Consider the following sequence of commands that illustrates the basic concepts of union mounts:
# hdiutil create /tmp/msdos1 -volname one \
-megabytes 1 -fs MS-DOS
...
created: /tmp/msdos1.dmg
# hdiutil create /tmp/msdos2 -volname two \
-megabytes 1 -fs MS-DOS
...
created: /tmp/msdos2.dmg
# hdid -nomount /tmp/msdos1.dmg
/dev/disk3
# hdid -nomount /tmp/msdos2.dmg
/dev/disk4
# mount -t msdos /dev/disk3 /tmp/union
# echo "msdos1: a" > /tmp/union/a.txt
# umount /dev/disk3
# mount -t msdos /dev/disk4 /tmp/union
# echo "msdos2: a" > /tmp/union/a.txt
# echo "msdos2: b" > /tmp/union/b.txt
# umount /dev/disk4
# mount -t msdos -o union /dev/disk3 /tmp/union
# mount -t msdos -o union /dev/disk4 /tmp/union
# ls /tmp/union
a.txt b.txt
# cat /tmp/union/a.txt
msdos2: a
# umount /dev/disk4
# ls /tmp/union
a.txt
# cat /tmp/union/a.txt
msdos1: a
# umount /dev/disk3
# mount -t msdos -o union /dev/disk4 /tmp/union
# mount -t msdos -o union /dev/disk3 /tmp/union
# cat /tmp/union/a.txt
msdos1: a
As a real-life example, /etc/rc mounts the "descriptor" filesystem as a union mount:
# mount -t fdesc -o union stdin /dev
volfs
volfs, the "volume" filesystem, is a virtual filesystem that exists over the HFS+ (or a filesystem that supports volfs) VFS and serves the needs of two differing APIs (POSIX/Unix pathnames and Mac OS <Volume ID><Directory><File Name>). It is there to support the Carbon File Manager APIs on top of the BSD filesystem.
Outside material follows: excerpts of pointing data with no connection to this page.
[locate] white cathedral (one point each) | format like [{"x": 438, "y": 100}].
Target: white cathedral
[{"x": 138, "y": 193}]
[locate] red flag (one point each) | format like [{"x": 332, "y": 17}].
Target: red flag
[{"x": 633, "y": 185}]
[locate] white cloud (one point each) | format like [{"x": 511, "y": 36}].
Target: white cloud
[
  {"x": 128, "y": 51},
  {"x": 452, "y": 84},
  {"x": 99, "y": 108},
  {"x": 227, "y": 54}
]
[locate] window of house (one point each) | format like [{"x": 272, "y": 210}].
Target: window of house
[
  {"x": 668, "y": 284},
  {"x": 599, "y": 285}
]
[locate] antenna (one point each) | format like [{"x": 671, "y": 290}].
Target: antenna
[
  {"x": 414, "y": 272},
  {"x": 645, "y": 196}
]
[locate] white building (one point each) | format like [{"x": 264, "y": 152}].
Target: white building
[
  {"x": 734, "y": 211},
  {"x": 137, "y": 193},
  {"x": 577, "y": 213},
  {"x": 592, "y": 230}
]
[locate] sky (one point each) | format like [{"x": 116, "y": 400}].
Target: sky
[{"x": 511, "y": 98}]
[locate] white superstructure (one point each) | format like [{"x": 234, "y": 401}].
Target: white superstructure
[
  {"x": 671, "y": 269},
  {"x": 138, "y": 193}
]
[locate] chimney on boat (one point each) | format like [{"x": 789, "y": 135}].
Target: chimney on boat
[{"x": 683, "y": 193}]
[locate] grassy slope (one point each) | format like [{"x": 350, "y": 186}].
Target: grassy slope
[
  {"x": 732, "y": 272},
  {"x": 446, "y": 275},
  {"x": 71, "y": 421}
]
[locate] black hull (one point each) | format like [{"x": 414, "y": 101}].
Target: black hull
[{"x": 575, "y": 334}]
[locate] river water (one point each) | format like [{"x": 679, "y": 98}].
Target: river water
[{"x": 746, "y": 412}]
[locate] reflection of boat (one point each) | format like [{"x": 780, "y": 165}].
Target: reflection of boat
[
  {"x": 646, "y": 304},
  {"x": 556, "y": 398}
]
The filesystems that support volfs are HFS+, HFS, ISO9660 and UDF.
Consider the following example:
# mount
/dev/disk0s9 on / (local, journaled)
devfs on /dev/ (local)
fdesc on /dev (union)
<volfs> on /.vol
...
# ls -l /.vol
total 0
dr--r--r-- 2 root wheel 64 25 Dec 12:45 234881033
The entry in /.vol is nothing but a representation of /. Each mounted volume (a partition, if you will), such as those on external storage devices, would have a representation under /.vol. Consider a file, say /mach_kernel:
# ls -li /mach_kernel
1045670 -rw-r--r-- 1 root wheel 3824080 11 Dec 16:20 /mach_kernel
This file would be accessed under /.volfs as follows (note that 1045670 is the file's inode number):
# ls -li /.vol/234881033/1045670
1045670 -rw-r--r-- 1 root wheel 3824080 11 Dec 16:20 /.vol/234881033/1045670
volfs is mounted during system startup (in /etc/rc):
# mkdir -p -m 0555 /.vol && chmod 0555 /.vol && mount_volfs /.vol
What about XYZ?
While Mac OS X supports many filesystems, you might run into some that are not supported. Linux's ext2/3 and Reiser, for example, are not supported, although you can find an open source implementation of ext2 for Mac OS X.
Interestingly, BootX, the Mac OS X bootloader, does understand the ext2 filesystem, and can load kernels from it.
An important (though not necessarily critical) omission is that of the proc filesystem. This issue, including description of a minimal port of /proc from FreeBSD to Mac OS X, is discussed in /proc on Mac OS X.